With this recipe I officially start (perhaps I should include some old recipes, though) a new "section", and I'm calling it Home-made is better, a section dedicated to all those delicacies that perhaps you might find in stores that sell quality products… but those same delicacies, if home-made, reach a new level of deliciousness, almost beyond the Nirvana of taste.
In addition, I'll use this section to give you some gift ideas for the upcoming (argh!) Christmas, gifts that can be used for other occasions, too (birthdays, graduations, confirmations, baptisms, bar mitzvahs, weddings – gifts or favors- and so on) .. In short, do whatever you want with them.

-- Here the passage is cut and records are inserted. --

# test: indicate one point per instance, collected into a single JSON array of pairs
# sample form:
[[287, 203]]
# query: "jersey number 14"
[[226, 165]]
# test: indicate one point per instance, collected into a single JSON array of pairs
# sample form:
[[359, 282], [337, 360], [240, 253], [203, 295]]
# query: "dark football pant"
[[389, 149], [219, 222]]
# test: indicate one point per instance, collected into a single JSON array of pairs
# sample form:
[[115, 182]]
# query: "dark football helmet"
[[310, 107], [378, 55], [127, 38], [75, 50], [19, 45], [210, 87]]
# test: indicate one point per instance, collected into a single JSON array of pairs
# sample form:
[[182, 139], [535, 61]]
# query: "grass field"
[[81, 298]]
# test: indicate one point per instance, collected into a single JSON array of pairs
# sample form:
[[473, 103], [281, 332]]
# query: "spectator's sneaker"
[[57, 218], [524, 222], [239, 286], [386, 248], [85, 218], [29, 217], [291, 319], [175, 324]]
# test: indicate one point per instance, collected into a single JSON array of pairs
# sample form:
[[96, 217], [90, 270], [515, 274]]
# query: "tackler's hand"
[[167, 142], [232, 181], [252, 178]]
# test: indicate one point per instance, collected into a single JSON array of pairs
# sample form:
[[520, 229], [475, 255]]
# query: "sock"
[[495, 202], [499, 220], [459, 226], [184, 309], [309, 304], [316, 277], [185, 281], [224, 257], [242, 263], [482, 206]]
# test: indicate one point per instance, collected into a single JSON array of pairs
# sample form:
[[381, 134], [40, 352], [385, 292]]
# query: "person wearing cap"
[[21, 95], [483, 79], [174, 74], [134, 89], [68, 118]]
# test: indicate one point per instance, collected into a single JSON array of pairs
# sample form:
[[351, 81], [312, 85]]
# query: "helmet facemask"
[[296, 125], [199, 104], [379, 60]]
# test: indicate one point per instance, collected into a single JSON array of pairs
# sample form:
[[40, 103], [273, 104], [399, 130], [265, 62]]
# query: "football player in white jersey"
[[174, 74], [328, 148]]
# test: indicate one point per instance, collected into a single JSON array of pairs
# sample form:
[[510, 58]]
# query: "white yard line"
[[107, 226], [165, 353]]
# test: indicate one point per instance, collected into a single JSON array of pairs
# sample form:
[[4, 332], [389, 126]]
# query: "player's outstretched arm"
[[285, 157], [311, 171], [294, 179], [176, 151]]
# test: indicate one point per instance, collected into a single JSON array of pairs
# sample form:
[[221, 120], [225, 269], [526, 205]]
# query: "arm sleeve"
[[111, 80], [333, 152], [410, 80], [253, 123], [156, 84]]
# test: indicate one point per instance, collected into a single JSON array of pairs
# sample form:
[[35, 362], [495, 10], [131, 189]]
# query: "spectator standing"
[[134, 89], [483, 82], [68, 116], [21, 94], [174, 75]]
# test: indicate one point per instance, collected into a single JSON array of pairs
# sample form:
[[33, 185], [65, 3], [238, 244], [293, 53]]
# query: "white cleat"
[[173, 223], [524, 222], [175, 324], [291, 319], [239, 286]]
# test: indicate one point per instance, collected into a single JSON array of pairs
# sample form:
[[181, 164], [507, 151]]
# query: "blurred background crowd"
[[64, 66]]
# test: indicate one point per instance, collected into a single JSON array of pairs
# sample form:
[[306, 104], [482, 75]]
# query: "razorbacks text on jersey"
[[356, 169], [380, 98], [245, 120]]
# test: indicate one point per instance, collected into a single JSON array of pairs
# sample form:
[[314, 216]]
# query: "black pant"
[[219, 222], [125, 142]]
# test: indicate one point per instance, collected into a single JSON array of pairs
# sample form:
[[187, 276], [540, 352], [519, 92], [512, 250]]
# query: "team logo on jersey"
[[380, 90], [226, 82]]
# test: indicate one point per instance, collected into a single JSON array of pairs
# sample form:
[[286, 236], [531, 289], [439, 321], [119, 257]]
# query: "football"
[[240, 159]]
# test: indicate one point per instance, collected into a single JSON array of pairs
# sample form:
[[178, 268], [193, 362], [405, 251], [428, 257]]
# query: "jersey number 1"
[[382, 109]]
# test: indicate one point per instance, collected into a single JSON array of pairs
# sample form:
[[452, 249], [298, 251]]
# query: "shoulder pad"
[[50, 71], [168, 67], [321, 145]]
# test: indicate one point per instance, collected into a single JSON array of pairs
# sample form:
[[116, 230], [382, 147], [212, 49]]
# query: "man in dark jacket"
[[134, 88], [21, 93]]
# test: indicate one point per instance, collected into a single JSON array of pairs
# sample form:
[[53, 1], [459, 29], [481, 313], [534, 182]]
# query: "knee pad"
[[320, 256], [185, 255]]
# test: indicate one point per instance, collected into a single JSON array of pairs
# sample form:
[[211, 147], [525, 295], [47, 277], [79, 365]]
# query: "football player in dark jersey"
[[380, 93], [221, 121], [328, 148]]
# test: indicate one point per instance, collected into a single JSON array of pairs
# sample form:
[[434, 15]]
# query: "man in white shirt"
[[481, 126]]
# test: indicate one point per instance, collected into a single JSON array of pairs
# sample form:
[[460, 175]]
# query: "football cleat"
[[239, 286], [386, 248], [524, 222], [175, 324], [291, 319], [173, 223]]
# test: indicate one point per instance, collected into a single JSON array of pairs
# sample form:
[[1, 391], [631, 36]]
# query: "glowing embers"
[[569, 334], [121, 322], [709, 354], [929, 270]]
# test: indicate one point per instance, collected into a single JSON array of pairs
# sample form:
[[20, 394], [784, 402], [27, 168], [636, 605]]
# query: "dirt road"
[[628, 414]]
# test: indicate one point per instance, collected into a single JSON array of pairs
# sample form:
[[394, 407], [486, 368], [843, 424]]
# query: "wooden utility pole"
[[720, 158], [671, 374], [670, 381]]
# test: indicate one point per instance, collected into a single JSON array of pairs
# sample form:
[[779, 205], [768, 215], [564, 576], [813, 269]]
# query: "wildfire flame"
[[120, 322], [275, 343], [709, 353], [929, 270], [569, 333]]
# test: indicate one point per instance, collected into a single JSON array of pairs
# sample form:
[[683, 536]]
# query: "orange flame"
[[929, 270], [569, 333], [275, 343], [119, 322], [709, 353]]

To get off on the right foot, I chose a regional product. Some of you might know it, but I believe that most of you never heard about cugnà. Cugnà (or cognà), a word which I don't know the meaning of, but that materializes in a dense marvel that you can store in jars. I don't define it, 'cause there is a quarrel about its ontological essence: is it mustard? Not really, but it looks like it. Is it jam? No, but it can be used as jam, and a few decades ago it was used like that, simply spread on bread, as a snack. Well, maybe it's better not to define it, but simply be enchanted by it.
One thing it's sure: it's an ancient dish, which comes from the need to reuse the waste from the harvest (the main ingredient is, in fact, grape must) and the excess production of autumn fruits. This is enriched with dried fruits (needless to say, the special guests are Piedmontese hazelnuts) and some spices. In the past people didn't keep in jars, but simply in an earthenware container (called the Tupina. Piedmontese small note: a very similar word, tupin, is still used in Piedmont, more than every day, to call a generic container, from a jar to an airtight container and so on. So if a Piedmontese says "put it in a tupin", he/she is not saying that you have to stuff a rodent. PS. in Italian "topo" means "mouse", so there's a little word pun, here) covered by a plate.
You'll wonder how you use this delicacy … traditionally, since it was born a poor dish, cugnà was especially eaten with polenta (I'll have to try this use), while the wealthier used it to accompany boiled meat (which is very typical here in Piedmont) and cheeses; however,as I already said, it was also used like an usual jam, so spread on bread. The choice is yours!